Karzai to review ‘abhorrent’ law

Western leaders criticise Afghan law that critics claim would legalise marital rape.

Hamid Karzai
Karzai said the Afghan government will review the controversial law [AFP]

The law, signed by Karzai last month, seeks to regulate family life inside Afghanistan’s Shia minority, which makes up about 15 per cent of the population.

It was drafted upon their request because of differences with Sunni Muslims about Sharia, or Islamic, law, the AFP news agency reported.

‘Ban on education’

The United Nations Development Fund for Women has said it “legalises the rape of a wife by her husband”.

Navi Pillay, the United Nations human rights chief in Afghanistan,  has called on the Afghan government to revoke the legislation, saying it is “reminiscent of the decrees made by the Taliban regime”.

Under the new measure, Shia women would be banned from working or receiving an education without their husbands’ permission, the UN agency said.

They would also be forbidden from leaving their homes except for “legitimate purposes,” the agency said.

Western criticism

Asked about the law at a news conference following the Nato summit on Saturday, Obama said the law was “abhorrent” and the US was communicating its views to the Afghan government.

“We think that it is very important for us to be sensitive to local culture, but we also think that there are certain basic principles that all nations should uphold, and respect for women and respect for their freedom and integrity is an important principle.”

Gordon Brown, the British prime minister, said he had phoned Karzai to express his “grave concern”.

The law “risks putting Afghanistan back to its past, rather than towards it democratic future, where men and women are treated equally,” Brown said.

‘Mistranslation’

In Kabul earlier on Saturday, Karzai said he had studied the law and did not see any problems with it.

He said Western media outlets had mistranslated the legislation, but he said the law should be reviewed in consultation with scholars and religious leaders.

Sonali Kolhatkar, co-director of Afghan Women’s Mission said: “I doubt this law has been misunderstood. One of the representatives of Afghanistan’s own independent human rights commission saw the full law and saw the president’s signature on it.

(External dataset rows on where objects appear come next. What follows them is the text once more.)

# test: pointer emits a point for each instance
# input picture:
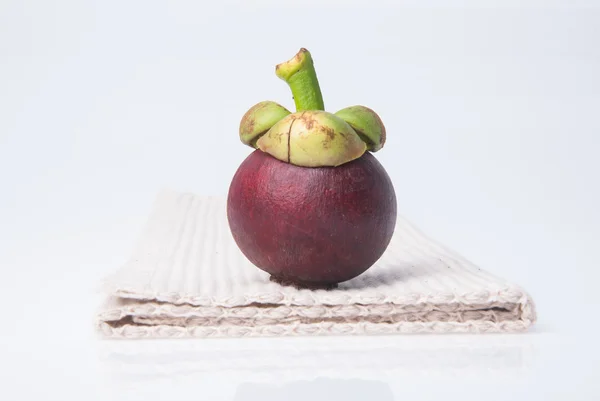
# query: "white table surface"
(492, 113)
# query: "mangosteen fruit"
(311, 205)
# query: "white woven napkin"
(187, 278)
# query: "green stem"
(300, 75)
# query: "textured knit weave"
(187, 278)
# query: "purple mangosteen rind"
(311, 206)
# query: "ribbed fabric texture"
(187, 278)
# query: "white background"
(493, 117)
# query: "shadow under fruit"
(311, 205)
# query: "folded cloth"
(187, 278)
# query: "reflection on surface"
(321, 389)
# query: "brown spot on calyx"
(330, 132)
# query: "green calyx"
(311, 137)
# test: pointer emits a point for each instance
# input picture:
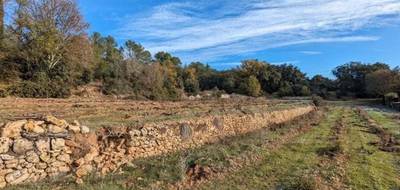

“I think he [Karzai] is backtracking. I don’t think he expected the West to react so harshly because women have been suffering innumerable disservices and horrible crimes over the last eight years.

“My guess is that he’s panicking. He is trying to please the warlords who dominant the parliament that is his power base. He is completely unpopular with his own population for not standing up to the US and Nato.”

Fawzia Kofi, a member of the Afghan parliament, said that the law undermines all advances for Afghan women in the last seven years.

She told Al Jazeera that the main victims are women and children.

Critics have accused Karzai of signing the law to court Shia votes in the country’s August presidential election.